Louis Aliot (RN) : « On nous demande de voter, en tant que députés, la ratification de ce fameux traité [CETA], qui est déjà en application depuis septembre 2017 »

Création : 21 juillet 2019
Dernière modification : 20 juin 2022

Auteur : Tom Le Merlus, sous la direction de Tania Racho

Source : France Inter, invité de 7h50

M. Aliot commet une erreur en affirmant que le CETA est déjà en application depuis deux ans. L’entrée en vigueur du CETA n’est que provisoire et ne concerne que les droits de douane, pas la protection des investissements ni les procédures de règlement des différends entre entreprises et États. Les parlements nationaux et régionaux ont bien le dernier mot sur l’application définitive de l’accord, sans le vote desquels il ne pourra perdurer !

Louis Aliot, député du Rassemblement National (RN) à l’Assemblée nationale, a déclaré mercredi matin sur France Inter, à propos du traité CETA (Comprehensive Economic and Trade Agreement ou en français « Accord économique et commercial global ») : « On nous demande de voter, en tant que députés, la ratification de ce fameux traité, qui est déjà en application depuis septembre 2017… C’est quand même assez curieux qu’on demande aux députés de voter pour un texte qui est appliqué depuis déjà deux ans ». Toutefois, même si le CETA est effectivement entré en vigueur le 21 septembre 2017, l’accord n’est appliqué que de manière provisoire et partielle.

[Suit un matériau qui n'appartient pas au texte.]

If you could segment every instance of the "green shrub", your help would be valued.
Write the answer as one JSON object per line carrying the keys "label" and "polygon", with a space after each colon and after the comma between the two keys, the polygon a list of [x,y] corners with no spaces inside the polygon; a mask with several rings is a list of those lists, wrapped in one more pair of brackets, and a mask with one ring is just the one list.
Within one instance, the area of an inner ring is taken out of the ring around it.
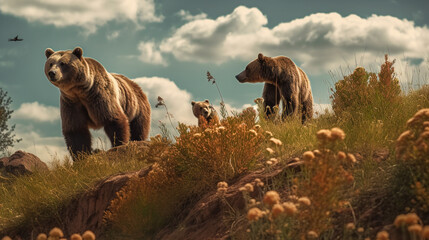
{"label": "green shrub", "polygon": [[335,83],[335,92],[331,96],[335,114],[341,116],[346,112],[368,113],[379,119],[386,108],[398,103],[401,88],[396,78],[394,63],[395,60],[390,62],[385,55],[385,62],[381,65],[378,75],[358,67],[352,74]]}

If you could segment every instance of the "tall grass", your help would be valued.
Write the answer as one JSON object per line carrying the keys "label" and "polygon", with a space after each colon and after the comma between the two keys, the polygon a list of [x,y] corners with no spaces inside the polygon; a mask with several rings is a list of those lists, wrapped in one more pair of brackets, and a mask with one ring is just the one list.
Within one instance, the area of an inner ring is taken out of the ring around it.
{"label": "tall grass", "polygon": [[56,161],[50,171],[8,176],[0,182],[0,234],[61,223],[61,210],[95,182],[109,175],[141,169],[147,163],[135,147],[127,151],[81,156],[71,163]]}

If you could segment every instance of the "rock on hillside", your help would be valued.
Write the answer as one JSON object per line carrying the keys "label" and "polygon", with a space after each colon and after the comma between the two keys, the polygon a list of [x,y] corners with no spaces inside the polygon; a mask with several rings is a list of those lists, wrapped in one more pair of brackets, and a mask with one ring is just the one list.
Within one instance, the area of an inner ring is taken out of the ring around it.
{"label": "rock on hillside", "polygon": [[[110,202],[132,177],[146,176],[152,167],[138,172],[110,176],[98,182],[90,191],[82,194],[68,205],[64,216],[62,229],[67,235],[83,233],[91,230],[100,237],[103,233],[103,215]],[[54,226],[52,226],[54,227]]]}
{"label": "rock on hillside", "polygon": [[24,151],[16,151],[9,157],[0,158],[0,168],[15,175],[48,171],[48,166],[40,158]]}

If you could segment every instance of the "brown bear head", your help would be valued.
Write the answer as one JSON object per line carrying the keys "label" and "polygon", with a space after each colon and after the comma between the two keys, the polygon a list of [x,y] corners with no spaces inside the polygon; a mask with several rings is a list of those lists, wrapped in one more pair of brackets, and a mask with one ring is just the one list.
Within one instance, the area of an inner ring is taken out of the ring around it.
{"label": "brown bear head", "polygon": [[204,102],[195,102],[192,101],[192,111],[194,116],[199,118],[203,116],[205,119],[208,119],[212,115],[212,107],[210,106],[209,100],[204,100]]}
{"label": "brown bear head", "polygon": [[265,57],[262,53],[258,54],[258,58],[247,64],[246,69],[235,76],[241,83],[250,82],[266,82],[267,79],[264,77],[264,73],[267,71],[267,63],[270,57]]}
{"label": "brown bear head", "polygon": [[45,50],[45,74],[49,81],[61,90],[67,91],[85,84],[85,63],[83,50],[76,47],[73,51]]}

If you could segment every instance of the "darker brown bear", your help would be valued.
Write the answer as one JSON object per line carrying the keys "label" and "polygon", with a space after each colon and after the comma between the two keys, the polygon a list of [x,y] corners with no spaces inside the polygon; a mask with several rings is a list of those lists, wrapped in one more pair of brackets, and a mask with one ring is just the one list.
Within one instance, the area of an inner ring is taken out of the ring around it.
{"label": "darker brown bear", "polygon": [[45,74],[61,92],[62,131],[73,159],[91,152],[89,128],[104,127],[112,146],[148,138],[151,109],[142,89],[82,54],[80,47],[45,51]]}
{"label": "darker brown bear", "polygon": [[267,115],[273,107],[283,102],[282,117],[297,115],[301,111],[302,122],[313,116],[313,95],[307,75],[291,59],[283,56],[266,57],[261,53],[246,69],[235,76],[243,82],[265,82],[264,107]]}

Signé à Bruxelles le 30 octobre 2016, le CETA est d’abord un accord de libre-échange entre l’Union européenne et le Canada qui réduit très largement les barrières tarifaires et non tarifaires aux échanges commerciaux et qui s’étend aussi à l’exportation des biens et des services, ainsi qu’aux investissements des entreprises européennes et canadiennes. Autrement dit, le traité va notamment permettre de faciliter les importations de marchandises et de services entre le Canada et l’Union européenne en réduisant les droits de douanes et en augmentant les quotas d’importation. Car c’est l’Union européenne qui est seule compétente sur les droits de douane, les États ne le sont plus depuis les années 1950.

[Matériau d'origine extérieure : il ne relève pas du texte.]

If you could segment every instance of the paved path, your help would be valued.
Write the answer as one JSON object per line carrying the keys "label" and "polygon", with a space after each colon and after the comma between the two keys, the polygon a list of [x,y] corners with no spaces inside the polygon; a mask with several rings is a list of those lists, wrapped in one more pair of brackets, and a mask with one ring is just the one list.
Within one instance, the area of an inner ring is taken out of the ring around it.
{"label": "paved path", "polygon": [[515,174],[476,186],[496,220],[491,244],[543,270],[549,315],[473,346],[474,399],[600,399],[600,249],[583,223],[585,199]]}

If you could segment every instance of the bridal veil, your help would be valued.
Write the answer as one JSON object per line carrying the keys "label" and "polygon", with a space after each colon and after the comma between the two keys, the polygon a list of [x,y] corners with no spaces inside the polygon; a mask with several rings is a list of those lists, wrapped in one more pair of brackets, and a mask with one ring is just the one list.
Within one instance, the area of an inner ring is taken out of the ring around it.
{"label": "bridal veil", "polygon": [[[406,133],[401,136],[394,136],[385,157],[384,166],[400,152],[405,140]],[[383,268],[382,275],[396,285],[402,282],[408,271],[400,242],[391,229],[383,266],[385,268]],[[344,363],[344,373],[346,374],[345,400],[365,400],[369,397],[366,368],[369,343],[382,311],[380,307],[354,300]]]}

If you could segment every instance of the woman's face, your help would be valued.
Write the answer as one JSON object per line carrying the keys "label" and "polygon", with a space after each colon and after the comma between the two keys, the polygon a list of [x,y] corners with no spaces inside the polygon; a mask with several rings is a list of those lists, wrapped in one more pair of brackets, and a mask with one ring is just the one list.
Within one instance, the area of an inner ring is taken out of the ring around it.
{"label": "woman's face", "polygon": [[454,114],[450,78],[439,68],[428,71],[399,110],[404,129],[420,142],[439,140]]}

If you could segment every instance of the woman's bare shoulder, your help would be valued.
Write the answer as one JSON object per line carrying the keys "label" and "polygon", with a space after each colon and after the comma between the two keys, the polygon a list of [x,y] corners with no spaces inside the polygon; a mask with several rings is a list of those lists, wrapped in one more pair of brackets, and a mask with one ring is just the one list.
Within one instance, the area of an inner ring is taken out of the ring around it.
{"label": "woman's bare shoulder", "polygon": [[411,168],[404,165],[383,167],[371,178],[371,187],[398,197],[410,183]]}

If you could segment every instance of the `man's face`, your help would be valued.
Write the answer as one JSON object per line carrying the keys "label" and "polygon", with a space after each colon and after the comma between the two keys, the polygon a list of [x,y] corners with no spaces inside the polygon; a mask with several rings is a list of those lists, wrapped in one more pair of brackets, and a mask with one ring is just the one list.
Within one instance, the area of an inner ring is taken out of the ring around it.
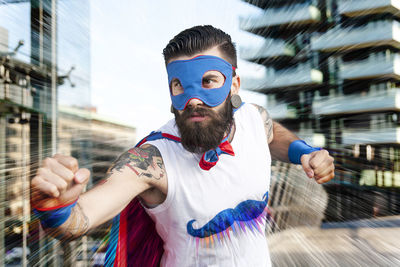
{"label": "man's face", "polygon": [[[223,58],[217,48],[204,51],[198,55],[212,55]],[[198,55],[181,56],[173,58],[170,62],[187,60]],[[202,87],[204,90],[220,88],[224,82],[225,77],[221,72],[210,70],[203,75]],[[234,83],[235,81],[232,84]],[[234,86],[236,86],[236,83]],[[170,90],[172,95],[178,95],[184,91],[184,88],[179,80],[173,79],[170,83]],[[200,99],[193,98],[183,110],[174,108],[174,114],[181,134],[182,145],[188,151],[196,153],[203,153],[216,148],[224,138],[224,135],[229,133],[233,122],[230,94],[222,104],[215,107],[210,107]]]}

Mais le CETA est ensuite un accord international « mixte », engageant aussi les États membres pour leurs propres compétences, c’est-à-dire celles qu’ils n’ont pas déléguées à l’Union (par exemple sur le règlement des litiges liés au CETA, la protection des investissements). Pour cet aspect, il faut les signatures et la ratification de chaque États membre selon ses propres règles constitutionnelles. En France, l’article 53 de la Constitution prévoit que le Parlement doit voter une loi afin de ratifier un traité.

Actuellement, seule la partie du CETA qui dépend de la compétence exclusive de l’Union européenne (les droits de douanes) est entrée en vigueur provisoirement, ce qui représente tout de même 90% de l’accord. C’est pourquoi les flux commerciaux ont pu commencer. Mais l’application totale et définitive de l’accord est, quant à elle, subordonnée à sa ratification par les 38 parlements nationaux et régionaux des 28 États membres. C’est seulement à cette condition que les dix pour cent restant de l’accord s’appliqueront : ils n’en sont pas moins importants, car ils concernent la protection des investissements étrangers et surtout le mécanisme controversé, instaurant une juridiction internationale spécifique chargée de régler les litiges entre les États partie à l’accord et les investisseurs. C’est la Cour de justice de l’Union européenne, qui avait dit en 2017 que l’Union européenne n’avait pas le droit d’agir seule en matière de règlement des différends entre les multinationales et les États et en matière d’investissements étrangers.

C’est pour cette raison que, contrairement à ce que dit M. Alliot, l’entrée en vigueur du CETA n’est encore que partielle et provisoire. Le refus d’un seul État de ratifier ferait cesser l’application du CETA définitivement et totalement. Pour l’instant, seuls treize États membres ont ratifié le CETA, les autres doivent encore se prononcer, c’est notamment le cas de la France où les députés de l’Assemblée nationale ont reporté le vote au mardi 23 juillet 2017.